Но сидеть взаперти было по большей части нудно. Ивлин от скуки снизошла до чтения своих школьных учебников: Евклида, Вергилия, «Бури» в обработке для женских школ. Обычно Ивлин нравился Вергилий, однако он оказался неподходящей компанией для камеры с белым кафелем на стенах и стойкой вонью рвоты и мочи. Окажись Эней в подобных ужасающих условиях, какая-нибудь богиня непременно сжалилась бы и спасла его. А «Буря» — просто идиотизм. Всего одна женщина на всю пьесу, и та противная мямля. Как можно воспринимать Шекспира всерьез, если он писал такую чушь? Евклид вообще невыносим. Как будто девушке в тюремной камере есть дело до углов и отрезков!
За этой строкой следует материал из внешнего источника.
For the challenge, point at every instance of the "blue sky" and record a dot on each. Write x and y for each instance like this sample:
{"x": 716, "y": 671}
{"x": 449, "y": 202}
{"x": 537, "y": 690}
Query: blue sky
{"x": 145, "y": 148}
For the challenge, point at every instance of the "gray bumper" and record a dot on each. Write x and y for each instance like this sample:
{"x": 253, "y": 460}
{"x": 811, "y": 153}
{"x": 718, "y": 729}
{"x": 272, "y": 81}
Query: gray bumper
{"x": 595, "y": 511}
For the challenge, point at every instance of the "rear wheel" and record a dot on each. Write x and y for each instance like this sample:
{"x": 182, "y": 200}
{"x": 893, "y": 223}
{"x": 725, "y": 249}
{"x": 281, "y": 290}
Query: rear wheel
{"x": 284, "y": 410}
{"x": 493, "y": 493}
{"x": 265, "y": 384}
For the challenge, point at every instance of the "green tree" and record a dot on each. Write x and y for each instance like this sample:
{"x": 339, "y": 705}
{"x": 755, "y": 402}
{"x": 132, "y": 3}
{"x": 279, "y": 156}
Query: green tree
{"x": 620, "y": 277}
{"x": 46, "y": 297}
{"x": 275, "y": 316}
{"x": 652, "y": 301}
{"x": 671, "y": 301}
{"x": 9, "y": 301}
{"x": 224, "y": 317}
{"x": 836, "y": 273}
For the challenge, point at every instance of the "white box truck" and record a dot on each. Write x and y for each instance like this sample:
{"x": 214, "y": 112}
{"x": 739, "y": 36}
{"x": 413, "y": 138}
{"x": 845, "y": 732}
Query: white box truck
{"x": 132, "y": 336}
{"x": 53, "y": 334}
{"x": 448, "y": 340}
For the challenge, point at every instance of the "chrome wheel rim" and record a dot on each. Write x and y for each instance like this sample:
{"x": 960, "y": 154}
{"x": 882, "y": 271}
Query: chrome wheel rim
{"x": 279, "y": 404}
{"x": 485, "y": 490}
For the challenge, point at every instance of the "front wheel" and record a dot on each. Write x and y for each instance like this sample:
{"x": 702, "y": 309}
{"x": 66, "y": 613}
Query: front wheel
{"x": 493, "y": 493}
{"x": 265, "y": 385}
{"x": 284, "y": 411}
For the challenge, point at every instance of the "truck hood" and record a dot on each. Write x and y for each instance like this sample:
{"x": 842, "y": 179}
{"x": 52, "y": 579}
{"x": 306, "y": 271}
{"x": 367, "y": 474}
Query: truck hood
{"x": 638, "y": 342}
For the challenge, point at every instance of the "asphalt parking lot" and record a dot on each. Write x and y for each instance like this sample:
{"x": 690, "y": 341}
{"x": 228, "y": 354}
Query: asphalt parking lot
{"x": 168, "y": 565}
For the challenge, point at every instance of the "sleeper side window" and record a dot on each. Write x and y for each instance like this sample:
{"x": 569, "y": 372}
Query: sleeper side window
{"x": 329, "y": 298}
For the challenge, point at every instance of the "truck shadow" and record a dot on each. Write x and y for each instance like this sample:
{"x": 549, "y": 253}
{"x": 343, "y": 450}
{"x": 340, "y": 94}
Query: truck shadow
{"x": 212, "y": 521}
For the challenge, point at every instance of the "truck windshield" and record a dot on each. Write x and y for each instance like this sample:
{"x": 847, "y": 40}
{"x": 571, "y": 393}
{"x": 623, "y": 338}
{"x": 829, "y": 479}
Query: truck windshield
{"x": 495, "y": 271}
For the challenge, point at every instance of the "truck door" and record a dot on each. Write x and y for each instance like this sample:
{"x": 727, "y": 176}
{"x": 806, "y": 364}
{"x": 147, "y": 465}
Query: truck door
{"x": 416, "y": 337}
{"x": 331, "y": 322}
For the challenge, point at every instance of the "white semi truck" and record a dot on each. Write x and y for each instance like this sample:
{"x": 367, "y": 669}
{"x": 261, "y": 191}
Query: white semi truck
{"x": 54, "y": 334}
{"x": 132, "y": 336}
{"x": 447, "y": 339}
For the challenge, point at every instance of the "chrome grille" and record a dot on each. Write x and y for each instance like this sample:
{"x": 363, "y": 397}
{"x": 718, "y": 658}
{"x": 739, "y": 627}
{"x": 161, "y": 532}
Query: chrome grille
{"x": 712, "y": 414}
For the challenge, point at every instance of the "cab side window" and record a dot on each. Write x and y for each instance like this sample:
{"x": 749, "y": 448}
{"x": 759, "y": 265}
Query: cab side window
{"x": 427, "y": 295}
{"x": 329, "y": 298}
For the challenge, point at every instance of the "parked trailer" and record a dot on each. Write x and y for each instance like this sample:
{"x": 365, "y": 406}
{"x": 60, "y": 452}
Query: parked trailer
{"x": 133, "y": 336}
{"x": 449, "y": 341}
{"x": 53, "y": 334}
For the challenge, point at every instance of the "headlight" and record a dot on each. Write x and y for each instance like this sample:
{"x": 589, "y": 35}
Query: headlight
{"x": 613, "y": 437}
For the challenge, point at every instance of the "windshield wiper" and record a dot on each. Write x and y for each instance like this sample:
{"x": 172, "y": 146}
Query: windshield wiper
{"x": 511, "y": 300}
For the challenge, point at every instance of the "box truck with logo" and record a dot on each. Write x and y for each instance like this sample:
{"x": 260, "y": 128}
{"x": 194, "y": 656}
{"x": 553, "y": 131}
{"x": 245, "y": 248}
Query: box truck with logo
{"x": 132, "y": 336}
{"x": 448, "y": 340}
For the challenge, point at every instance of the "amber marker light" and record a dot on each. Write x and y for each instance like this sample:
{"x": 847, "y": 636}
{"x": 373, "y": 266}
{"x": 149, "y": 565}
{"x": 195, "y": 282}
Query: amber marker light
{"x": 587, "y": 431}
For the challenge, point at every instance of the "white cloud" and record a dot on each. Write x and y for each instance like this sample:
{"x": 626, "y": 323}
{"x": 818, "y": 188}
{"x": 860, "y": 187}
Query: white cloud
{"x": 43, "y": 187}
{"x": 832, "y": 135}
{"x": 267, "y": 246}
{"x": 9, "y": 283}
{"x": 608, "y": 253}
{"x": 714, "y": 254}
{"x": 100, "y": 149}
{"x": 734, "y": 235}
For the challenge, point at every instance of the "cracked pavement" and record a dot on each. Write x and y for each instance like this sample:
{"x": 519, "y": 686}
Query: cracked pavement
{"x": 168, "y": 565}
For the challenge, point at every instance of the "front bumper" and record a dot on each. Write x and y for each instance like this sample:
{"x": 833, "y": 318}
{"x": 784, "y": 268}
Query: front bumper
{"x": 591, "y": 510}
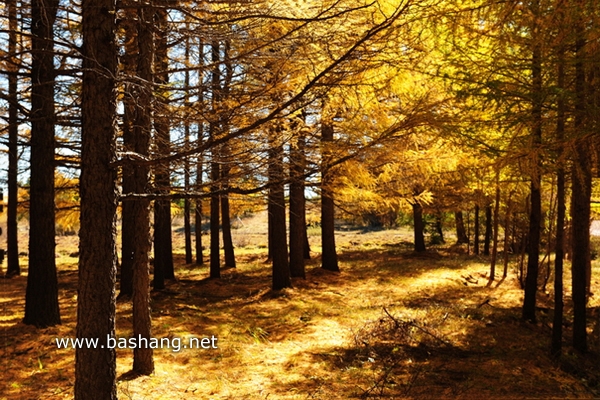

Она пыталась представить, что думают сейчас ее родители. Придут ли они на суд? Скажут ли ей еще когда-нибудь хоть слово? Ее наверняка накажут, как только все откроется. Может, даже навсегда запрут в ее комнате. Или отправят за город, к бабушке и дедушке. Глупая вышла затея. Был бы здесь Тедди… Он наверняка сказал бы «я же говорил!». Ну и пусть.
Ради того чтобы еще раз увидеться с ним, можно и потерпеть.
* * *
На следующий день ее разбудили спозаранку, снова снабдили хлебом с сероватым маргарином, съесть который ей помешала нервозность, и принесли таз с холодной водой. Затем ее, пьянчугу (который уже протрезвел и имел весьма жалкий вид) и остальных суфражисток выпроводили во двор. Ивлин подумалось, что еще никогда в жизни она так не радовалась при виде других человеческих существ. Раньше она и не подозревала, как это ужасно — быть целиком и полностью предоставленной самой себе. Как будто ты не совсем человек. Она никогда бы не подумала, что ей нравится быть среди людей. А теперь была готова расцеловать суфражисток.
— Все хорошо? — спросила миссис Лейтон, взглянув на нее, и она благодарно кивнула. Все хорошо. Пока что.
Ее, пьянчугу и суфражисток погрузили в две «черных Марии». Внутри фургоны делились на тесные загородки, в которых едва хватало места, чтобы сесть. Прежние пассажиры фургонов выцарапали на стенках надписи: «Боб Эллиот, попрошайничество, одна неделя», «Джимми Барнетт, пьян и недееспособен, три шиллинга»… Ивлин поискала фамилии суфражисток, но не нашла ни одной. Ее сердце билось все сильнее, от нервозности покалывало руки. Тихий голосок в голове без умолку напевал: «Суд, тюрьма и голодовка. Суд, тюрьма и голодовка».
Ее подташнивало.
В магистратском суде их выпустили из фургонов во двор и как будто забыли о них. В этом дворе было и без того уже многолюдно, и он постепенно заполнялся полицейскими, людьми, обвиняемыми в мелких преступлениях, и юристами. Этот список пополнили и двенадцать суфражисток.
Там они и ждали. Ждали долго.
Этот июльский день выдался теплым, поэтому Ивлин не зябла. Взявшись за руки, суфражистки пели песни. Ивлин поначалу пела вместе со всеми, но вскоре перестала. Ей было не до пения. Мешало ощущение грязи, было некомфортно, кожа под платьем зудела, голове стало жарко под засалившимися волосами, и победительницей она себя совсем не чувствовала, просто хотела, чтобы все поскорее кончилось. В очередной раз она поймала себя на сомнениях: причастность к суфражисткам смущала ее. Чувство принадлежности и нравилось ей, и вызывало беспокойство. И пробуждало желание как спорить, так и спасаться бегством.
Заключенных вызывали по одному, их дела рассматривали по очереди. Слушания вроде бы не затягивались. Ко двору был обращен балкон, на который после слушания выводили подсудимых. Они показывали друзьям на пальцах, какой срок им дали. Одна неделя. Две недели. Три. Четыре. Ивлин полагалось бы изводиться от ожидания, но оно почти не тревожило ее. Время нервозности прошло. Остались лишь нетерпение и скука.
Мисс Уилкинсон беседовала с худой беспокойной женщиной, которую арестовали за попрошайничество.